Hadiri Harlah, Gus Yahya dan Ketum PPP Disambut Pengasuh Ponpes Al-Hikam

AKURATNEWS - Ketua Umum PBNU, KH Yahya Cholil Staquf bersama Ketua Umum PPP, Suharso Monoarfa, Sekjen PBNU Saifullah Yusuf dan Sekjen PPP Arwani Thomafi hadir di Pesantren Al-Hikam Malang  dalam peringatan Hari Lahir PPP sekaligus Haul kelima almarhum KH Hasyim Muzadi, Minggu (27/3).

Ketum PBNU dan para petinggi PPP ini disambut oleh Nyai Hj Mutammimah yang merupakan istri mantan Ketua Umum PBNU KH Hasyim Muzadi dan Perwakilan Pengasuh Pondok Pesantren (Ponpes) KH Muhammad Nafi. Kedatangan mereka juga disambut hangat olah para santri Al-Hikam dan para pimpinan pesantran-pesantren di Malang.

Sekjen PPP Arwani Thomafi atau Gus Sekjen menyampaikan kedatangan Ketum PBNU Gus Yahya ini memang sangat diharapkan di perayaan puncak Harlah PPP ke 49 di Pesantren Al-Hikam.

"PPP dengan NU punya nilai historis yang kuat, karena PPP dilahirkan dari rahim NU, maka sebuah kewajiban kita mengharapkan beliau (Gus Yahya) hadir di momen hari lahir PPP," katanya.

Gus Sekjen menambahkan kehadiran Gus Yahya di perayaan puncak Harlah ini akan menyampaikan wejangan dan motivasi kepada para kader PPP.

"Beliau akan memberikan tausiyah merawat persatuan, memotivasi kader PPP seluruh Indonesia agar terus berjuang membesarkan partai dan menjaga keutuhan NKRI," tandasnya.

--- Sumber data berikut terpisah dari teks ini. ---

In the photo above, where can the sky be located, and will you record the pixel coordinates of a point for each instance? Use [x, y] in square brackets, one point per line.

Sementara itu Pengasuh Pesantren Al Hikam, Kiyai Muhammad Nafi mengatakan Kiyai Hasim Muzadi itu dulu menyampaikan kurang lebih pasca reformasi ini santri tidak boleh buta politik, apalagi politik yang membabi buta

"Kata beliau, karena kita telah memilih jalan demokrasi, maka jam'iyah Nahdlatul ulama yang akan memilki posisi strategis di tengah masyarakat," katanya.

Kiyai Nafi menambahkan dirinya optimis terhadap apapun partainya apalagi partainya adalah partai Ka'bah.

"Tentunya ketika berpolitik kita kembali tujuan utama yakni mengabdi kepada masyarakat dan berakhidmat kepada Nahdlatul Ulama," pungkasnya. (akuratnews).